Preußen 1. Weltkrieg Koppelschloss am Lederriemen für Mannschaften und Unteroffiziere

Messing Stahl, am originalen Lederriemen mit Stahlhaken, viel getragen Zustand 3


483217
180,00

Preußen 1. Weltkrieg Koppelschloss am Lederriemen für Mannschaften und Unteroffiziere

Das preußische Koppelschloss für Mannschaften und Unteroffiziere aus dem Ersten Weltkrieg stellt ein bedeutendes Zeugnis der militärischen Ausrüstung des Deutschen Kaiserreiches dar. Diese funktionalen, aber auch symbolträchtigen Ausrüstungsgegenstände waren integraler Bestandteil der Uniform deutscher Soldaten zwischen 1914 und 1918.

Die Konstruktion des Koppelschlosses aus Messing und Stahl entsprach den militärischen Vorschriften jener Zeit. Das Messing wurde für die sichtbaren Teile verwendet, während Stahl die strukturelle Festigkeit gewährleistete. Der beigefügte originale Lederriemen mit Stahlhaken war Teil des Leibriemens, an dem verschiedene Ausrüstungsgegenstände wie Seitengewehr, Patronentaschen und Brotbeutel befestigt wurden.

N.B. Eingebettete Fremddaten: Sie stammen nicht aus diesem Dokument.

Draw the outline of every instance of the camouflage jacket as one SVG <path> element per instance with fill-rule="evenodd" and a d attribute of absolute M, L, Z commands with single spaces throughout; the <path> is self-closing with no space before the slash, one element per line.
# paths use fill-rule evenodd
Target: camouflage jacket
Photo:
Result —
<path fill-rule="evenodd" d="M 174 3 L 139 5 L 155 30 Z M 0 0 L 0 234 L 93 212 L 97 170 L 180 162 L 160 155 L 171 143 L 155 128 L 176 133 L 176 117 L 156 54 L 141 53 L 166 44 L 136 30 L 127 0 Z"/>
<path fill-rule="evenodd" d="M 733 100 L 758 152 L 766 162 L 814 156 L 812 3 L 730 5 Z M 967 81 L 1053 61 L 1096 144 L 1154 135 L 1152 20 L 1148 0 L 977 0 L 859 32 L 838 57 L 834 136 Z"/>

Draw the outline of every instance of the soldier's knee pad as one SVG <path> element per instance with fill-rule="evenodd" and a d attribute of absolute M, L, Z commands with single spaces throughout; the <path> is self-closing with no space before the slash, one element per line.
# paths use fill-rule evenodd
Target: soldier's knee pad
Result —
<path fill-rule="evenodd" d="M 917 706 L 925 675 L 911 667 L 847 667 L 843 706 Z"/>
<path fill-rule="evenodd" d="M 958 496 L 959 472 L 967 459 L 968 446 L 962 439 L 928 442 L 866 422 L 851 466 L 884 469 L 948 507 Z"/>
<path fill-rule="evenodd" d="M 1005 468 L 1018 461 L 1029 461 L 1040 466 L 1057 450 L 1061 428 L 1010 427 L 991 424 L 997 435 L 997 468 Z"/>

Die preußische Armee, die den größten Kontingent der deutschen Streitkräfte im Ersten Weltkrieg stellte, führte ein standardisiertes System von Koppelschlössern ein. Für Mannschaften und Unteroffiziere war das Schloss mit der charakteristischen Inschrift “GOTT MIT UNS” (Gott mit uns) versehen, umgeben von der preußischen Krone. Dieser Wahlspruch hatte eine lange Tradition in der preußischen Militärgeschichte und ging auf die Zeit König Friedrich Wilhelms III. zurück.

Die Herstellung erfolgte in verschiedenen königlichen und privaten Manufakturen. Zu den bedeutendsten Herstellern gehörten Firmen wie Overhoff & Cie. in Lüdenscheid und die Metallwarenfabrik Eisenhammer. Die Qualität variierte je nach Herstellungsjahr, wobei gegen Kriegsende aufgrund von Materialknappheit zunehmend Ersatzmaterialien verwendet wurden.

Das hier beschriebene Exemplar zeigt einen “viel getragenen Zustand”, was auf seinen aktiven Einsatz hindeutet. Solche Gebrauchsspuren erzählen die Geschichte eines Soldaten, der dieses Ausrüstungsstück möglicherweise durch die Schützengräben der Westfront oder die Schlachtfelder der Ostfront trug. Die Patina und Abnutzung sind authentische Zeugnisse der Kriegsrealität.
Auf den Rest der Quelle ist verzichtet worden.